Policies for better working conditions at the local level might reduce social and economic inequities. Such policies are particularly significant for cities in which a vast majority of immigrants reside. Given their undocumented status and language barrier, not all of them are eligible or capable to take on permanent, full-time positions. Plenty have to work seasonal, temporary jobs and are most likely excluded from laws that regulate the minimum wage, safe working conditions, hiring and firing, etc. They need to be guaranteed equal protection in the cases of illness, work injury and unemployment, amidst many privileges that legal workers are entitled to.

Kate Pickett and Richard Wilkinson predict that if the United States were to reduce its income inequality to something like the average of the four most equal of the rich countries (Japan, Norway, Sweden and Finland), the proportion of the population feeling they could trust others might rise by 75%, so might their quality of life. Rates of mental illness and obesity might similarly be cut by almost 2/3 each, teenage birth rates more than 50%, prison population 75%, and people could live longer while working the equivalent of two months less per year.

Even though we may not be able to achieve the same level as those four developed countries, the numbers still look pretty good provided that we live in a more equitable society in which all people have full and equal access to opportunities that enable them to lead a healthy life. We cannot solely rely on the government for our equity dream to come true, we have to invest in movement building like the Bus Riders Union does in Los Angeles that is aimed to build a multiracial, bilingual, gender-balanced mass movement of working-class people that is willing to fight for a set of demands challenging corporate capital. For that reason, it is up to our organized communities to ultimately make it happen.

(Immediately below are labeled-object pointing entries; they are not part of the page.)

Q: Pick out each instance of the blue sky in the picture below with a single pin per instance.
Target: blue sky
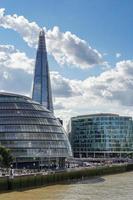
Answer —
(104, 25)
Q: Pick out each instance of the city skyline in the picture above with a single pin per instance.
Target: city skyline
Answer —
(89, 53)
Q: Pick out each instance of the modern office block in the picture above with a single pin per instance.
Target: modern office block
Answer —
(101, 135)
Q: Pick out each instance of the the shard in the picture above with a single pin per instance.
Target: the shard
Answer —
(42, 86)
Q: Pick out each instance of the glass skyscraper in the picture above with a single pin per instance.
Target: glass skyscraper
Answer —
(101, 135)
(42, 86)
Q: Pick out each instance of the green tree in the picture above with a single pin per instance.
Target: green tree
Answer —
(5, 157)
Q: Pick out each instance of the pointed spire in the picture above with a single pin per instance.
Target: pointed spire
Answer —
(42, 86)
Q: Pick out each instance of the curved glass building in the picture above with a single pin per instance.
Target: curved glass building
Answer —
(31, 131)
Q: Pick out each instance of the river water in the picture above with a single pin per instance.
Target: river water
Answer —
(112, 187)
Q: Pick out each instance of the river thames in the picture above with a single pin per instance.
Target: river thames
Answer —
(112, 187)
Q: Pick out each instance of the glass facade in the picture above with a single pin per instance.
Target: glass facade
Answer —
(101, 135)
(42, 86)
(30, 130)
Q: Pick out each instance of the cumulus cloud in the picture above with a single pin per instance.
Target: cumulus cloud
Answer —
(28, 30)
(118, 55)
(63, 87)
(111, 91)
(14, 59)
(66, 47)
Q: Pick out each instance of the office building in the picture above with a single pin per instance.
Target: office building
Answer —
(101, 135)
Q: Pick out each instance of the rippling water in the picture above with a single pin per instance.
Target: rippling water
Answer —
(113, 187)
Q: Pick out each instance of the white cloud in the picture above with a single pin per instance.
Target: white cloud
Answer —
(14, 59)
(111, 91)
(118, 55)
(66, 47)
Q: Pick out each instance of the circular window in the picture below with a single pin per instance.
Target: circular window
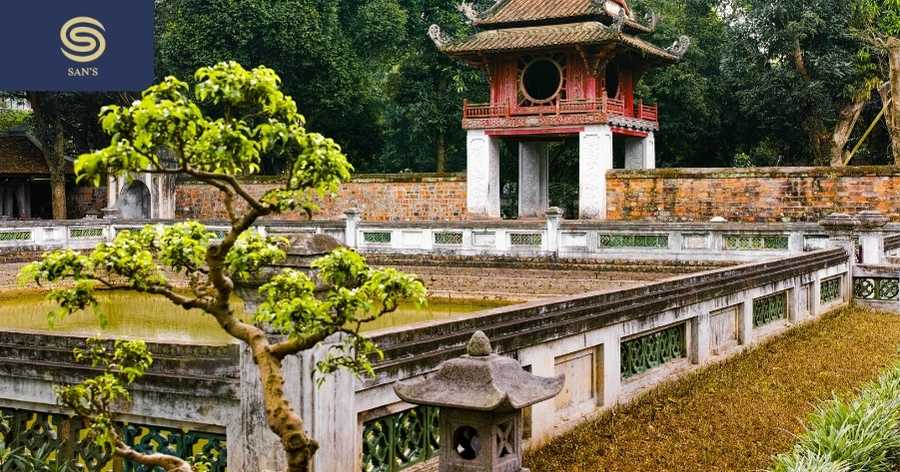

The slightest move of the mayor, board of supervisors and planning commissioners could potentially impact a community a great deal. However, among these decision makers, we often find missing members who truly have lived or worked in the community for the most part of their life, who know the community by heart to make informed decisions that benefit its residents.

It is unfair for an outsider ignorant of a city’s history, culture, people and current situation to determine the destiny of one of its neighborhoods. Community members can gain access to power through movement building and organizing for change. As such, we as residents shall take responsibility for the problem of privilege and oppression and maintain a critical consciousness of that problem. We shall make that awareness an ongoing part of our life and support the formation of unions for workers, be they documented or not.

There are so many ways for us to become involved, and I hope more people will realize the problem and participate to fight for a broader progressive agenda associated with societal decisions made for the collective good and for the health of our community that allows us to live our life to the fullest in a safe environment.

This article was written by Mildred D. Li, a writer for dusk magazine. 

1 Comment on To Hope and to Advocate

  1. I feel you pinpointed it in this sentence: “It is unfair for an outsider ignorant of a city’s history, culture, people, and current situation to determine the density of one of it’s neighborhoods.” Especially in America. We live in one of the wealthiest and most flourishing countries in the world. Your article motivates me to change the current situation with our approach to policies regarding working conditions.